I have a collection of SARS-CoV-2 genomes that came from different facilities. I’d like to use the subcommand trait to determine/estimate the number of viral introduction events into each facility that are represented by the sequences I have.

I’ve created a sequence set combining my sequences with samples from GISAID collected around the same time and in the same geographic area.

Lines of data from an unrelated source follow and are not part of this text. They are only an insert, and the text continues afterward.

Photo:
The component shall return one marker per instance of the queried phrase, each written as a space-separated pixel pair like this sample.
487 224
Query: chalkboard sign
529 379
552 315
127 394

I’ve made a metadata file that gives each of my sequences a designation corresponding to the facility it came from and all the GISAID sequences an “other” designation.

I have successfully gotten “trait” to output location assignments for unsampled nodes (either a facility or the “other” designation). However, I’ve notice that if I run the same tree and metadata file through trait, these assignments will change, so I assume that there is a stochastic process that determines unsampled node assignments. **Is there a way to calculate probabilities that node x will be assigned designation y without running trait multiple times and summarizing the results of those runs?**

The number of samples I have from some facilities is really small (as little as 2 sequences). **Is it still worthwhile to run this analysis or do I really need larger sample sizes for the output to mean anything?**

**Finally, is there a way to get the node numbers (indexes) created by refine to display on trees visualized with auspice? What about getting output from trait to display on trees?**

Thanks!

Hi Amanda - `augur traits`

uses discrete trait analysis (DTA), which models migration like mutations, and therefore inherits the same assumptions. There are papers which discuss these and propose alternative methods, e.g. De Maio et al. With deme sizes as low as 2 I would be skeptical of the results here, and for your data I would suggest comparing to other models. Augur traits has some parameters which affect the equilibrium frequencies and transition rate factors of the underlying model, and can output confidence values for different states per node, but again the results will be dependent on sampling. If you supply the output node-data JSON from `augur traits`

to `augur export`

then the resulting dataset will include these values (see here for docs relating to the `nextstrain/ncov`

pipeline); auspice displays these by colouring the internal branches of the tree for that trait, and hovering over branches will reveal the confidence values.

Finally to get the node numbers (reated by refine) from an auspice visualisation, you can right-click on the displayed branch and click “inspect” (wording may be slightly different depending on browser). The SVG element will have an id along the lines of `id="branchS_NODE_0000379"`

, where `NODE_0000379`

is the node name in the intermediate files.

Thanks so much, James. I appreciate the information.